This study was conducted to investigate the antioxidant and color‐stabilizing effect of different levels (0, 500, 1,000 and 2,000 ppm) of trans‐cinnamaldehyde (TC) in ground spent hen meat patties (raw and cooked) stored at 4C under aerobic conditions. Treatment with TC did not affect (P > 0.05) the pH, cooking yield and color characteristics of spent hen meat patties. The TC treatment reduced (P < 0.05) the thiobarbituric acid values from 2.045 to 0.623 and 2.213 to 0.650 mg malonaldehyde/kg in raw and cooked meat patties, respectively, during 9 and 21 days of storage. Treatment with TC also reduced (P < 0.05) the peroxide value in both raw and cooked meat patties compared with control.
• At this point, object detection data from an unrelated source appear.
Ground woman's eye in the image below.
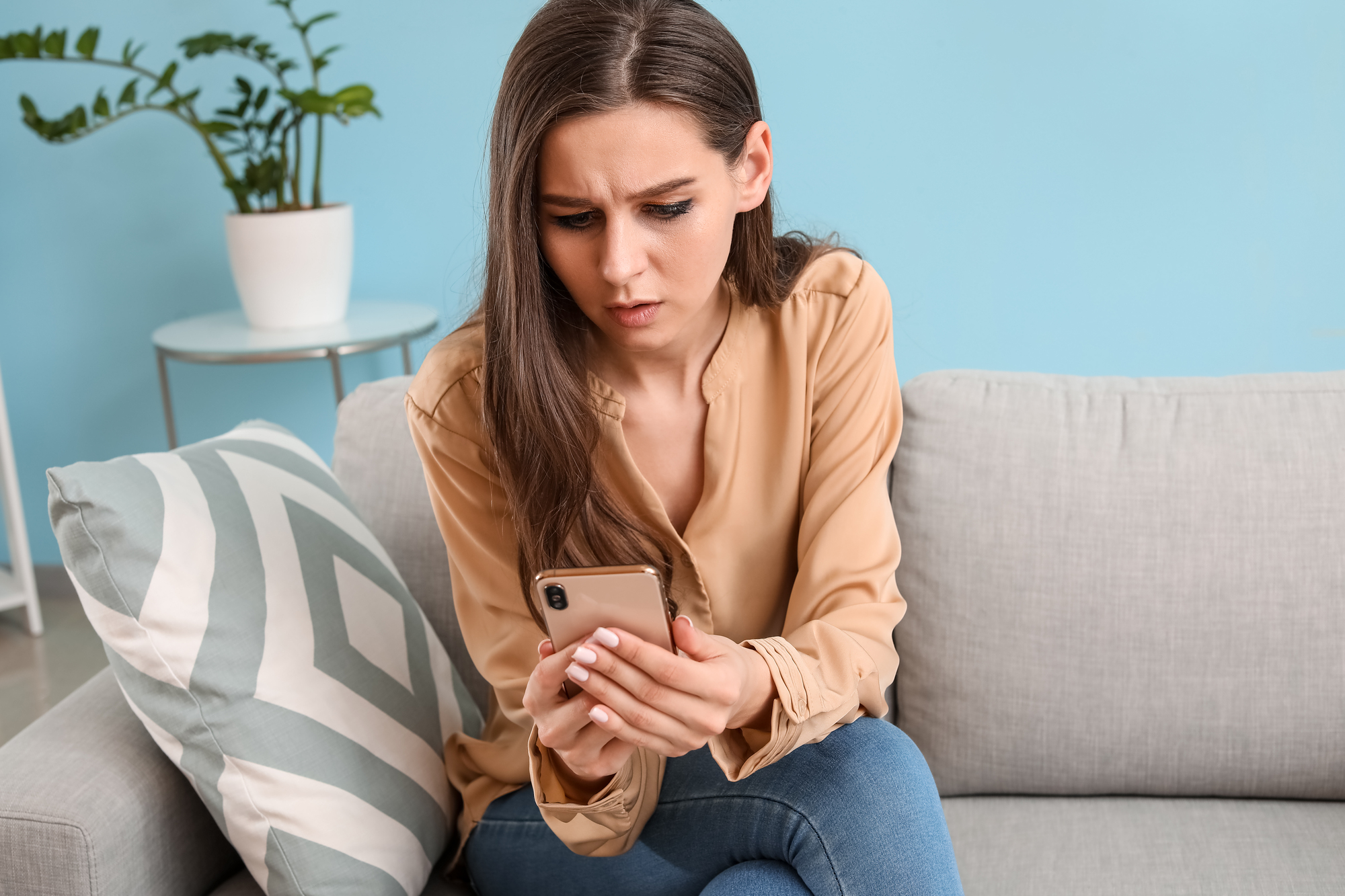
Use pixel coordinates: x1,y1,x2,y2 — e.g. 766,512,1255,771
644,199,691,220
555,211,593,230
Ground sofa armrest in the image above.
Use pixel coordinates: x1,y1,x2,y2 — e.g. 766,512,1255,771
0,669,241,896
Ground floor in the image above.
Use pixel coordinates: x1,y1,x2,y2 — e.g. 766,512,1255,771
0,567,108,744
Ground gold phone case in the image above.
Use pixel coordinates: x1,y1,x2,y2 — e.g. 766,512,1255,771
533,567,677,653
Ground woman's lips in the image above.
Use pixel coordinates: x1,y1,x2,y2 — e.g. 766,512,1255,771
607,301,662,328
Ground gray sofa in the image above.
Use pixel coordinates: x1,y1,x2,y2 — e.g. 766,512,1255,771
0,371,1345,896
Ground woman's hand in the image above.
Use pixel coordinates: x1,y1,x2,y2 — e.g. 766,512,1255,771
565,616,776,756
523,638,635,802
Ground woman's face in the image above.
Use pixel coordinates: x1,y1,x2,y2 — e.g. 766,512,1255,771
537,104,771,351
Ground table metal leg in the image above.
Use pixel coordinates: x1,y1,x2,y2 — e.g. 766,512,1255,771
327,348,346,405
155,347,178,451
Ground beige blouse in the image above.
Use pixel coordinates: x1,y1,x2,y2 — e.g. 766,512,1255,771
406,251,905,856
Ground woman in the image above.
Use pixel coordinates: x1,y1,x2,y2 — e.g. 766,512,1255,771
406,0,960,896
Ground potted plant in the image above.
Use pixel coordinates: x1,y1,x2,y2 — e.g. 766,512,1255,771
0,0,381,329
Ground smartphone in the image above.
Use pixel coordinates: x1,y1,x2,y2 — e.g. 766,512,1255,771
533,567,677,653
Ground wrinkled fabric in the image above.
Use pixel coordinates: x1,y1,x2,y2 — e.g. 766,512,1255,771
406,251,905,856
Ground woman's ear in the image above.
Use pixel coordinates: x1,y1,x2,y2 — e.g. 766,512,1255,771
734,121,773,211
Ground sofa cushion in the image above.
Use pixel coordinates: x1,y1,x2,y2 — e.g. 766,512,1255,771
48,421,480,896
0,667,239,896
332,376,491,716
893,371,1345,799
943,797,1345,896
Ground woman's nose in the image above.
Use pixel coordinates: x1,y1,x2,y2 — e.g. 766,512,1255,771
601,216,647,286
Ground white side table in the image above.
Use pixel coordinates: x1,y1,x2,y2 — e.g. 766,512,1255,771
152,301,438,450
0,360,42,635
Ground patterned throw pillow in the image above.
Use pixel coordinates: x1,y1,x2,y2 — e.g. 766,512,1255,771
47,421,480,896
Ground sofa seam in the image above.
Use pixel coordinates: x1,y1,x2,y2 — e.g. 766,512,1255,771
902,372,1345,398
0,810,100,896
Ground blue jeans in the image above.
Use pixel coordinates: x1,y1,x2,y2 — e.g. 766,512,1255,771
467,717,962,896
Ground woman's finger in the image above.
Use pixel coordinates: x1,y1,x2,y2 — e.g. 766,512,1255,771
566,642,721,736
589,704,691,756
566,649,709,756
582,616,733,715
529,639,581,699
535,688,601,751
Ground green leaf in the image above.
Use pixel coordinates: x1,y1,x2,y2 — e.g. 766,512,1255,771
148,59,178,97
42,28,66,59
178,31,239,59
75,28,98,59
332,83,374,105
296,87,339,116
295,12,336,34
9,28,42,59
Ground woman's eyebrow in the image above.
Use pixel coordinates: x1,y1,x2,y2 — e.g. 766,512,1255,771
538,177,695,208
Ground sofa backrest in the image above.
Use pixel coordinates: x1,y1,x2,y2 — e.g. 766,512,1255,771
892,371,1345,799
332,376,491,716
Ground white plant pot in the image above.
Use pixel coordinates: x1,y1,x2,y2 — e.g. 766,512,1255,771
225,204,355,329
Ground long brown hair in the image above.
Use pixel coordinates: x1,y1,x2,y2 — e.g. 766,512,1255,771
473,0,833,628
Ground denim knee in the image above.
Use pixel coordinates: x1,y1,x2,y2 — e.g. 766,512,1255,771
790,717,937,801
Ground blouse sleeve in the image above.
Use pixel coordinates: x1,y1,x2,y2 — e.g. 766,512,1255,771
406,375,663,856
710,263,907,780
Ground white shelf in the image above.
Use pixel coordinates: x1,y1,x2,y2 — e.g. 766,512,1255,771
0,568,28,610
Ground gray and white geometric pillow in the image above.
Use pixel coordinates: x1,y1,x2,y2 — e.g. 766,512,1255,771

These results clearly demonstrate the antioxidant potential of TC in ground spent hen meat. Further investigation is required to elucidate the antioxidant mechanism of cinnamaldehyde and its effect in different meats.
Practical Applications
With the increasing demand for natural ingredients as an alternative to synthetic antioxidants in food processing, the quest for innovating newer bioactive compounds is rising. Recently, few researchers have explored the potential of using trans‐cinnamaldehyde (TC), a natural spice extract as an effective antimicrobial for controlling Escherichia coli organisms in meat and meat products. The findings of the present investigation explore the antioxidant efficacy of TC in ground spent hen meat. The meat industries may exploit this natural antimicrobial and antioxidant agent to address two of the important deteriorative changes in meat i.e., lipid oxidation and microbial spoilage.